The Snow Lion's Turquoise Mane by Das Surya

The Snow Lion's Turquoise Mane by Das Surya

Author:Das, Surya [Das, Surya]
Language: eng
Format: azw3
Publisher: HarperOne
Published: 2009-01-21T02:00:00+00:00


AT ONE TIME A DEMONIC sprite lived in a forest near Mathura. Five hundred monks and nuns meditated nearby. Through supernatural powers, the sprite assumed multifarious forms in order to distract and beguile the spiritual practitioners—seducing some by appearing as a celestial maiden, frightening others into madness through infernal apparitions.

One monk lost his memory; another seemed possessed; a third became a drunken reveler. Others began singing and dancing wildly in the middle of the meditation periods, for no apparent reason. In this way, evil prospered and virtue declined.

One elderly monk remembered a bit of advice a teacher had once bequeathed to him, regarding the panacean activity of Arya Tara, the savioress. He prayed to Tara, protector of the endangered; in a dreamlike vision, Tara revealed her numinous form and told him what to do.

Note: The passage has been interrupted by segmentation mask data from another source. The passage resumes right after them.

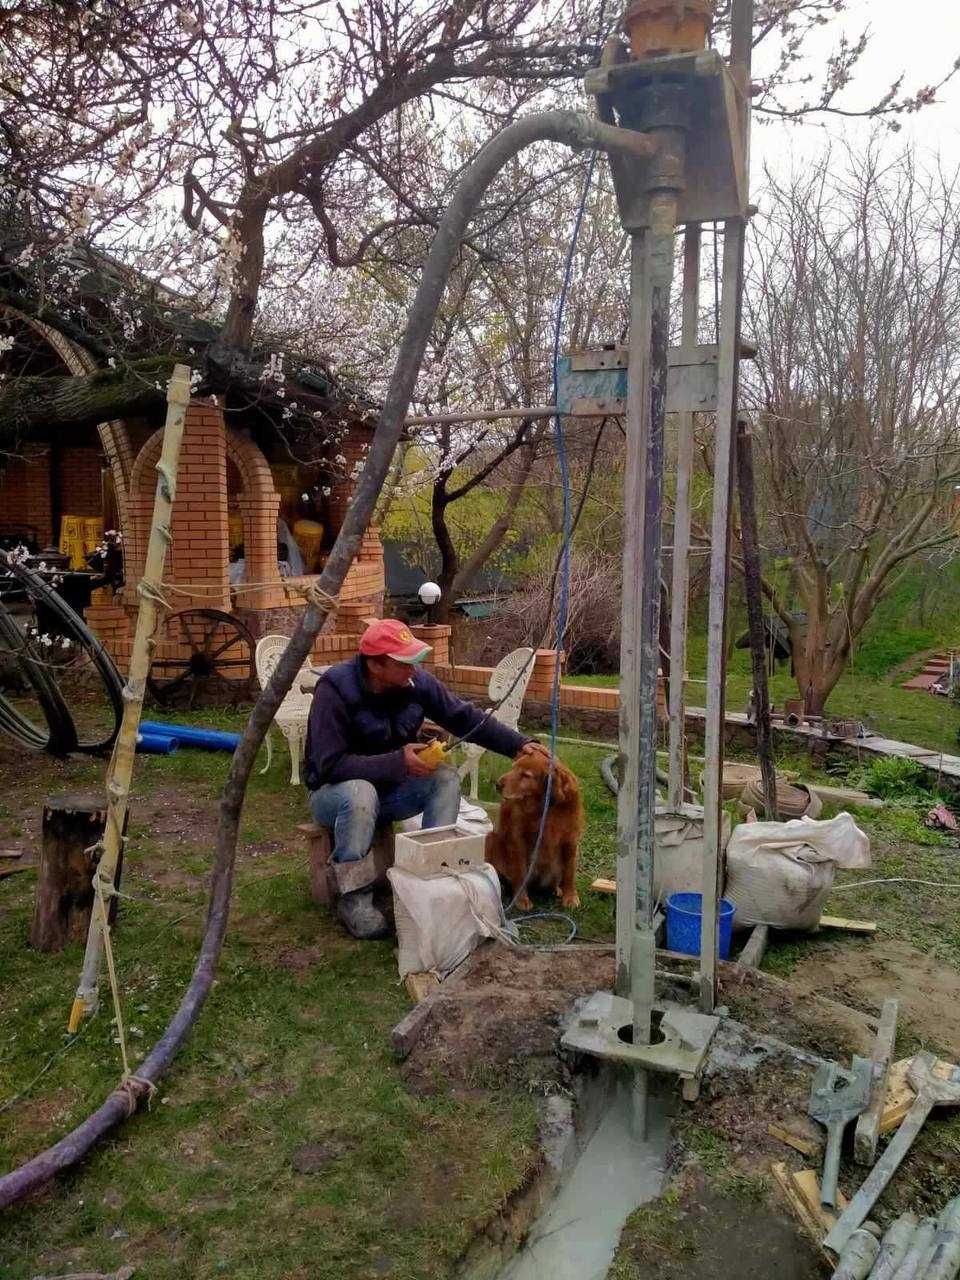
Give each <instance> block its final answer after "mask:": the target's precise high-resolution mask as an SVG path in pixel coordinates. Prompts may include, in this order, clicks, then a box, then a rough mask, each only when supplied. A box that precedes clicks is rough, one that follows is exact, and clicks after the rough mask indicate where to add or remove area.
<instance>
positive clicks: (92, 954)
mask: <svg viewBox="0 0 960 1280" xmlns="http://www.w3.org/2000/svg"><path fill="white" fill-rule="evenodd" d="M189 376H191V375H189V366H188V365H174V367H173V375H172V378H170V381H169V384H168V388H166V422H165V425H164V438H163V444H161V448H160V461H159V462H157V465H156V471H157V480H156V497H155V499H154V520H152V524H151V527H150V541H148V544H147V558H146V564H145V566H143V577H142V579H141V581H140V584H138V586H137V594H138V595H140V609H138V612H137V627H136V631H134V634H133V646H132V650H131V663H129V669H128V675H127V684H125V685H124V689H123V721H122V723H120V732H119V735H118V739H116V744H115V745H114V751H113V755H111V756H110V764H109V765H108V769H106V794H108V820H106V827H105V829H104V841H102V856H101V859H100V863H99V864H97V872H96V874H97V878H99V881H100V886H101V891H102V895H104V897H105V899H109V897H110V892H111V886H113V881H114V873H115V868H116V865H118V863H119V858H120V850H122V847H123V829H124V827H125V823H127V799H128V796H129V790H131V780H132V777H133V759H134V753H136V750H137V730H138V727H140V713H141V710H142V707H143V694H145V691H146V682H147V673H148V672H150V663H151V658H152V650H154V634H155V631H156V625H157V617H159V608H160V604H161V603H163V595H161V594H160V584H161V581H163V576H164V564H165V562H166V548H168V547H169V544H170V540H172V535H170V522H172V513H173V502H174V497H175V494H177V467H178V462H179V456H180V440H182V438H183V420H184V417H186V413H187V406H188V404H189ZM102 950H104V934H102V920H101V913H100V911H99V910H97V911H93V914H92V915H91V919H90V928H88V929H87V950H86V954H84V956H83V969H82V972H81V979H79V986H78V987H77V995H76V997H74V1001H73V1007H72V1010H70V1018H69V1021H68V1024H67V1025H68V1030H69V1032H72V1033H73V1032H76V1030H77V1029H78V1028H79V1025H81V1023H82V1020H83V1018H84V1015H87V1014H92V1012H93V1011H95V1009H96V1007H97V1000H99V996H97V984H99V980H100V957H101V955H102Z"/></svg>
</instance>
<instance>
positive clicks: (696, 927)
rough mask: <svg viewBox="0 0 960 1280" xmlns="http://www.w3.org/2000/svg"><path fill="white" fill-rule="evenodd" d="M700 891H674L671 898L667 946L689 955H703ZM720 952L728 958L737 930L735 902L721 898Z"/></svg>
mask: <svg viewBox="0 0 960 1280" xmlns="http://www.w3.org/2000/svg"><path fill="white" fill-rule="evenodd" d="M701 901H703V899H701V895H700V893H671V895H669V897H668V899H667V947H668V948H669V950H671V951H680V952H681V954H682V955H685V956H699V955H700V906H701ZM718 913H719V928H718V931H717V934H718V937H717V955H718V956H719V957H721V960H726V959H727V956H728V955H730V940H731V936H732V933H733V904H732V902H728V901H727V900H726V897H722V899H721V900H719V906H718Z"/></svg>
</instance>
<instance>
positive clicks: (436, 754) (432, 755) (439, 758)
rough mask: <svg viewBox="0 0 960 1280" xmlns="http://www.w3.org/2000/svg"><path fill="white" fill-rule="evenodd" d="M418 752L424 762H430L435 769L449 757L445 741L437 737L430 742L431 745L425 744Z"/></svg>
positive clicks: (430, 744) (435, 737) (424, 762)
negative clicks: (437, 766)
mask: <svg viewBox="0 0 960 1280" xmlns="http://www.w3.org/2000/svg"><path fill="white" fill-rule="evenodd" d="M417 754H419V755H420V759H421V760H422V762H424V764H429V765H430V768H431V769H435V768H436V765H438V764H443V762H444V760H445V759H447V751H445V750H444V746H443V742H442V741H440V740H439V739H436V737H435V739H434V740H433V742H430V744H429V746H425V748H424V750H422V751H419V753H417Z"/></svg>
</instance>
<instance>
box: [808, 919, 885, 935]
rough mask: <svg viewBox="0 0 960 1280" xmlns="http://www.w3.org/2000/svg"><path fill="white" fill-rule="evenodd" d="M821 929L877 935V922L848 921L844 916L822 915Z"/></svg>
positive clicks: (820, 925) (868, 920) (856, 920)
mask: <svg viewBox="0 0 960 1280" xmlns="http://www.w3.org/2000/svg"><path fill="white" fill-rule="evenodd" d="M818 928H820V929H841V931H842V932H844V933H876V932H877V922H876V920H847V919H846V916H844V915H822V916H820V922H819V924H818Z"/></svg>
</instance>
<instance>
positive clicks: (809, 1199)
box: [794, 1169, 847, 1235]
mask: <svg viewBox="0 0 960 1280" xmlns="http://www.w3.org/2000/svg"><path fill="white" fill-rule="evenodd" d="M794 1187H796V1189H797V1193H799V1194H800V1197H801V1198H803V1201H804V1204H806V1208H808V1211H809V1212H810V1215H812V1216H813V1217H814V1219H817V1221H818V1222H819V1224H820V1230H822V1233H823V1235H826V1234H827V1233H828V1231H832V1230H833V1224H835V1222H836V1220H837V1215H836V1213H835V1212H833V1211H832V1210H828V1208H824V1206H823V1204H820V1180H819V1178H818V1176H817V1171H815V1170H814V1169H800V1170H797V1171H796V1172H795V1174H794ZM846 1206H847V1201H846V1196H844V1193H842V1192H841V1190H840V1188H837V1208H838V1210H840V1211H841V1213H842V1211H844V1210H845V1208H846Z"/></svg>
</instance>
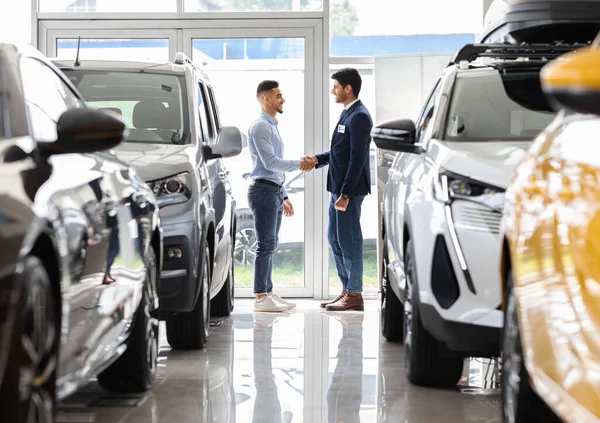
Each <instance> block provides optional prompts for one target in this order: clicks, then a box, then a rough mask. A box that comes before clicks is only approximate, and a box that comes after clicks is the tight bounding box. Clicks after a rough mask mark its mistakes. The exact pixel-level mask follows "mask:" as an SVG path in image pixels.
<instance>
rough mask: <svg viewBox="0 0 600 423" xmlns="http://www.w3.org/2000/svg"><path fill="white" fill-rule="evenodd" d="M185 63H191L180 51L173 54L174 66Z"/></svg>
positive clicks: (183, 54) (181, 51)
mask: <svg viewBox="0 0 600 423" xmlns="http://www.w3.org/2000/svg"><path fill="white" fill-rule="evenodd" d="M186 63H192V60H191V59H190V58H189V57H188V56H187V55H186V54H185V53H184V52H182V51H178V52H177V53H175V64H177V65H184V64H186Z"/></svg>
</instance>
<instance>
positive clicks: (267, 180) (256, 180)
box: [253, 179, 283, 190]
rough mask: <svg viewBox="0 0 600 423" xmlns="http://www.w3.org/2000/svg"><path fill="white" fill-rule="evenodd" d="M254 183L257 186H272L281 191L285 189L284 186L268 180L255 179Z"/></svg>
mask: <svg viewBox="0 0 600 423" xmlns="http://www.w3.org/2000/svg"><path fill="white" fill-rule="evenodd" d="M253 182H254V183H255V184H264V185H271V186H273V187H275V188H279V189H280V190H281V189H283V185H279V184H278V183H276V182H273V181H269V180H268V179H254V180H253Z"/></svg>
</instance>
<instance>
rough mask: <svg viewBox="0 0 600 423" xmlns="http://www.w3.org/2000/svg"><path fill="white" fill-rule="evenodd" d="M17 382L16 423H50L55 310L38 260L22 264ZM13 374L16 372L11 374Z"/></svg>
mask: <svg viewBox="0 0 600 423" xmlns="http://www.w3.org/2000/svg"><path fill="white" fill-rule="evenodd" d="M20 283H22V284H23V303H22V308H21V310H20V311H21V318H20V322H19V326H20V331H19V332H20V336H19V338H18V339H19V340H20V353H19V355H18V356H15V357H16V358H17V360H18V361H17V362H18V363H19V372H18V374H19V376H18V383H15V384H14V385H18V386H15V388H16V393H17V394H18V398H19V401H18V404H19V411H18V415H19V417H18V420H17V422H19V423H29V422H35V423H52V422H54V417H55V408H56V373H57V366H58V343H59V338H60V337H59V333H58V331H57V328H59V327H60V324H59V316H60V313H59V308H58V305H57V302H56V299H55V297H54V295H53V291H52V285H51V283H50V278H49V276H48V273H47V272H46V269H45V268H44V265H43V264H42V262H41V260H40V259H39V258H37V257H33V256H31V257H27V258H26V259H25V263H24V270H23V277H22V279H21V282H20ZM15 374H16V372H15Z"/></svg>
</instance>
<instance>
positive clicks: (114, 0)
mask: <svg viewBox="0 0 600 423" xmlns="http://www.w3.org/2000/svg"><path fill="white" fill-rule="evenodd" d="M39 11H40V12H42V13H48V12H52V13H65V12H66V13H149V12H150V13H152V12H157V13H159V12H175V11H177V0H160V1H156V0H155V1H148V0H39Z"/></svg>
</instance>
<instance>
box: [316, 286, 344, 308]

The monk attached twenty-one images (one for each form of the deity Tara) to trees all over the haunted forest. From then on, whatever phantasmagorical apparitions the mischievous sprite contrived, the monks and nuns spontaneously perceived them as nothing other than the various forms of Tara. Thus they were protected from fear and harm.

Needless to say, their faith and devotion flourished. The lovely medieval hymn called “Twenty-One Praises to Tara” resounded everywhere throughout that country to the delight of one and all. It is still chanted today in all Tibetan monasteries and nunneries.